Ripken would share his work with other Christian organizations. They would acknowledge the need, but would decline to get involved because of safety and security concerns. He understood, but….

One of the most profound spiritual experiences of Ripken’s life was when he and two other Westerners shared a clandestine Lord’s Supper with four Somali Christians. A few weeks later, all four Somalis were ambushed and killed in separate, simultaneous attacks. Death threats followed, and nearly all Western relief workers pulled out; within two months, their number plummeted from 70 to 4.

Ripken writes, “We stayed because we were convinced that Jesus was still there.
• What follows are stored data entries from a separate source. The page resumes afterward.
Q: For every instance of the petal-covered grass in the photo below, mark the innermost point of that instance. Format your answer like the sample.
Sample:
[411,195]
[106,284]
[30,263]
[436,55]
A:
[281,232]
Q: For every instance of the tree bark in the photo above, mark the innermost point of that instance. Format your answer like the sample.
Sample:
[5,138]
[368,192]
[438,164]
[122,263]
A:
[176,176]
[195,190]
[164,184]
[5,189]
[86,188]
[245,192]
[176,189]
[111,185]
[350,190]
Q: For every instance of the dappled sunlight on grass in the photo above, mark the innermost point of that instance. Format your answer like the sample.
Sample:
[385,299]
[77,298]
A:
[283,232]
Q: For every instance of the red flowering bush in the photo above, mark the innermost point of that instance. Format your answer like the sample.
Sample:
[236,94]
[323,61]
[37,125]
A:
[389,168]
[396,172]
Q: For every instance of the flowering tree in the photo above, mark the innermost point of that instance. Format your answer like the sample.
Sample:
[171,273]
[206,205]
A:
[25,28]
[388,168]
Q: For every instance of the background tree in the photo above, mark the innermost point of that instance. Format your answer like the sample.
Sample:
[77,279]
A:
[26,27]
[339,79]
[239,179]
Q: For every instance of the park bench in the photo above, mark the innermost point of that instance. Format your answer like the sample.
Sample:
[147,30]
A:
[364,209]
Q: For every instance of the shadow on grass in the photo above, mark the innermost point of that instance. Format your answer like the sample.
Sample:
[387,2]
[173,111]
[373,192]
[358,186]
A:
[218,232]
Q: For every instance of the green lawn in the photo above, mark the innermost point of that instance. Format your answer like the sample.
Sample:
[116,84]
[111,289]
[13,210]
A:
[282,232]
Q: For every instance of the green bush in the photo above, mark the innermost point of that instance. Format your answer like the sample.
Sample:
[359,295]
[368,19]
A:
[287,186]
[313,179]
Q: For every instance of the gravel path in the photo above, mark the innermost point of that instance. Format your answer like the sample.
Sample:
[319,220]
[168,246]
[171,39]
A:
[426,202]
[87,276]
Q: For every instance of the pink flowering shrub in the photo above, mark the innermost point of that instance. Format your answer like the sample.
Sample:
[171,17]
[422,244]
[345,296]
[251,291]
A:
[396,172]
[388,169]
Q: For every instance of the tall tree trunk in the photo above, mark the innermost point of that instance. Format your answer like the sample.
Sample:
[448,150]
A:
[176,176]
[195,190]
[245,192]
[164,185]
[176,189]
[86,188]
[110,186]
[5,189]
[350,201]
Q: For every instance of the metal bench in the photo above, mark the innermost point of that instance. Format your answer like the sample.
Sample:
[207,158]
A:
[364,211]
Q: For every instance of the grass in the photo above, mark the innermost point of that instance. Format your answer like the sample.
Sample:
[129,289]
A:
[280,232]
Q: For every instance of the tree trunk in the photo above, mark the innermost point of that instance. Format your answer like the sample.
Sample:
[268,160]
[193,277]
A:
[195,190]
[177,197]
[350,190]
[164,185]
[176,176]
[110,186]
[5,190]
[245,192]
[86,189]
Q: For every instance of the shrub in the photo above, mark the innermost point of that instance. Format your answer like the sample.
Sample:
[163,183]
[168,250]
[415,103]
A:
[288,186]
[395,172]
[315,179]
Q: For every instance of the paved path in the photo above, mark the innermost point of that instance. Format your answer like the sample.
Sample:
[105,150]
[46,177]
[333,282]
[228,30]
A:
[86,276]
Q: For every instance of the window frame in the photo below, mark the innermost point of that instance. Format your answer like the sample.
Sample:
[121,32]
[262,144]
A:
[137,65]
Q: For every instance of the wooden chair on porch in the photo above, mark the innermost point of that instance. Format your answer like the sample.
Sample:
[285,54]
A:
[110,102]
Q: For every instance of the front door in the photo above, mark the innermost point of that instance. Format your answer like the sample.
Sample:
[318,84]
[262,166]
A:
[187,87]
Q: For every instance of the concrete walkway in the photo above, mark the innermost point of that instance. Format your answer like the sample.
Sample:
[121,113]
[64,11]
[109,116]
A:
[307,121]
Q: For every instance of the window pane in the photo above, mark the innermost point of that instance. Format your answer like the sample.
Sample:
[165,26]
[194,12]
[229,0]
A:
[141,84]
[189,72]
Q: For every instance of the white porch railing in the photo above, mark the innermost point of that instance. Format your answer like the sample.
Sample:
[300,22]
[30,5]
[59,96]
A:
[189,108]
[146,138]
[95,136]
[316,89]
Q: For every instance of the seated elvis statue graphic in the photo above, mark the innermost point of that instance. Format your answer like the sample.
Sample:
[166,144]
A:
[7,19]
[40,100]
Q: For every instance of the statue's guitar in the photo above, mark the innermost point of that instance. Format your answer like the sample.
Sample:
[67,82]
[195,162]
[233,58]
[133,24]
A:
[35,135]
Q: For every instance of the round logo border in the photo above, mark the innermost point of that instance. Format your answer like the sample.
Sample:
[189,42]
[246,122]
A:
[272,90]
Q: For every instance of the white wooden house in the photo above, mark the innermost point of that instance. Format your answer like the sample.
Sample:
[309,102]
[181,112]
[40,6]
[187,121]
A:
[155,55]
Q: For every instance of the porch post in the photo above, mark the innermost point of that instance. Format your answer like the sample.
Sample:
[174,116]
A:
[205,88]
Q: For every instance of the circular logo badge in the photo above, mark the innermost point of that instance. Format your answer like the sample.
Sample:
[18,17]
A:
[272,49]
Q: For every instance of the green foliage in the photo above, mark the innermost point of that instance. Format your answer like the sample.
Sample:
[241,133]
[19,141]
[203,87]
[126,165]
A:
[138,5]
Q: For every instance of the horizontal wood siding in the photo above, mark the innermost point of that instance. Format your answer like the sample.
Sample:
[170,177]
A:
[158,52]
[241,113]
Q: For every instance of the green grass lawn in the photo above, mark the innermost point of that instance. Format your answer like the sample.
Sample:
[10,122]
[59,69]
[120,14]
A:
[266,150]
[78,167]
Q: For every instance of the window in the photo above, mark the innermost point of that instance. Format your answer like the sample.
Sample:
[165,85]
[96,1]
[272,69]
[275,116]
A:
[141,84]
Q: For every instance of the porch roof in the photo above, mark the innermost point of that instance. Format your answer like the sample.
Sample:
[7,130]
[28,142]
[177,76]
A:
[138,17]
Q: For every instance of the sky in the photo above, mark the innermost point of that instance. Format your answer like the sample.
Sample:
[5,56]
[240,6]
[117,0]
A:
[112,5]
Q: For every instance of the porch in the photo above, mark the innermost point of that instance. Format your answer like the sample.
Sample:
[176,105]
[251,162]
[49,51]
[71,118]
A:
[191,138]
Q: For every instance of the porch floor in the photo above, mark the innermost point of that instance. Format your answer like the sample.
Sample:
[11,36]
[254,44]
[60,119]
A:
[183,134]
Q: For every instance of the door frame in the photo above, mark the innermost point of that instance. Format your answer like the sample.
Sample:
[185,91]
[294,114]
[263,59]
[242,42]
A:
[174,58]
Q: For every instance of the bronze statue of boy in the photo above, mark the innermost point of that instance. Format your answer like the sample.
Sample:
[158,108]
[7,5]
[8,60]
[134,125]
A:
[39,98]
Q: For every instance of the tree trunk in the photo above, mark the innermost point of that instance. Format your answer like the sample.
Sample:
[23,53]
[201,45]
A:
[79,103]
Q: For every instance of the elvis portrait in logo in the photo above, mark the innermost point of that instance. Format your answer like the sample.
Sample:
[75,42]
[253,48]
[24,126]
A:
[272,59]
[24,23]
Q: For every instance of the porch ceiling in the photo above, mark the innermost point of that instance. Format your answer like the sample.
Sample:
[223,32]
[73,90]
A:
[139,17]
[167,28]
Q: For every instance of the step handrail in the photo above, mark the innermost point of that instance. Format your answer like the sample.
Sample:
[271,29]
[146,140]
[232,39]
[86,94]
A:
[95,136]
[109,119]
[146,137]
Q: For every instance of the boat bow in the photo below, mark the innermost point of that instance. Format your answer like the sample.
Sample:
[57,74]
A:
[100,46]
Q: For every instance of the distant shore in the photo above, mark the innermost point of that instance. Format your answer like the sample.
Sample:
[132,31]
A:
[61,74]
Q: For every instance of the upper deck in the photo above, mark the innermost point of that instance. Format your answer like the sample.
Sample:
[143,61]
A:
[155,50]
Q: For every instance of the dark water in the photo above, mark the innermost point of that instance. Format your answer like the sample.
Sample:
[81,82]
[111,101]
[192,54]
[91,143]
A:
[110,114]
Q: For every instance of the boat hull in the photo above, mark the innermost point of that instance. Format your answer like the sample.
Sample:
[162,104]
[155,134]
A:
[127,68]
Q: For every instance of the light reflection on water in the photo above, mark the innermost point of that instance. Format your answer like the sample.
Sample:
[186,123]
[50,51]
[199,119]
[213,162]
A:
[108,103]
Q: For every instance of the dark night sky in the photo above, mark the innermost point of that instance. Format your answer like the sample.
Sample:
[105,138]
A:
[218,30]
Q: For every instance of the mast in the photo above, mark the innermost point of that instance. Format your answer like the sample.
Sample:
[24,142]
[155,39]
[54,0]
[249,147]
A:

Long ago, Jesus had explained that whatever we, as His followers, did for ‘the least of these’–the hungry, the thirsty, the sick, the naked, and the persecuted–we did to Him. We believed that we were ministering to Jesus in the least of these throughout Somaliland.”

But eventually, he, too, left–in despair.

Ripken’s experience in Somalia led him to ask, as he states in the introduction, “Does God, in fact, promise his children safety?” He says he grew up with “the idea that obedience to God’s call would result in a life of safety and security.” He was told, as I remember hearing myself, “The safest place to be is right in the center of God’s will.”

To answer that question, Ripken decided to interview Christians who had lived under persecution–Russians during the communist years, and present-day Christians in China, Muslim nations, and elsewhere. Over a period of years, he visited many countries and interviewed nearly 1000 Christians who had lived under persecution. He tells many incredible stories in “The Insanity of God,” the best Christian book I’ve read this year. I highly recommend it. The book blew me away.

In China, Ripken encountered Christians who asked him if people in other countries knew about Jesus. That’s how isolated they were. Few house-church leaders had their own Bible. House-church leaders would meet clandestinely, and before leaving, they would rip up a Bible and give each house-church leader one complete book to take home. Ripken saw this happen.

Going to prison for three years was extremely common for Chinese leaders, almost an expected right of passage–the seemingly inevitable result of obedience to God. They viewed prison as their seminary. One large house-church movement, when Ripken visited, had over 400 members in prison at that time. Christians lost jobs, families were separated, and they faced incredible suffering and hardship.

Does obedience to God guarantee our safety? Absolutely not. But among these terribly “unsafe” persecuted Christians, Ripken discovered a dimension to their faith that was lacking in the West. They were partaking in the sufferings of the Lord–not the little things we in America inflate into a War on Christianity, but hardcore suffering and persecution. Although they knew obedience to Christ was unsafe, they obeyed anyway.

Ripken writes, “Ironically, avoiding suffering could be the very thing that prevents us from partnering deeply with the Risen Jesus.”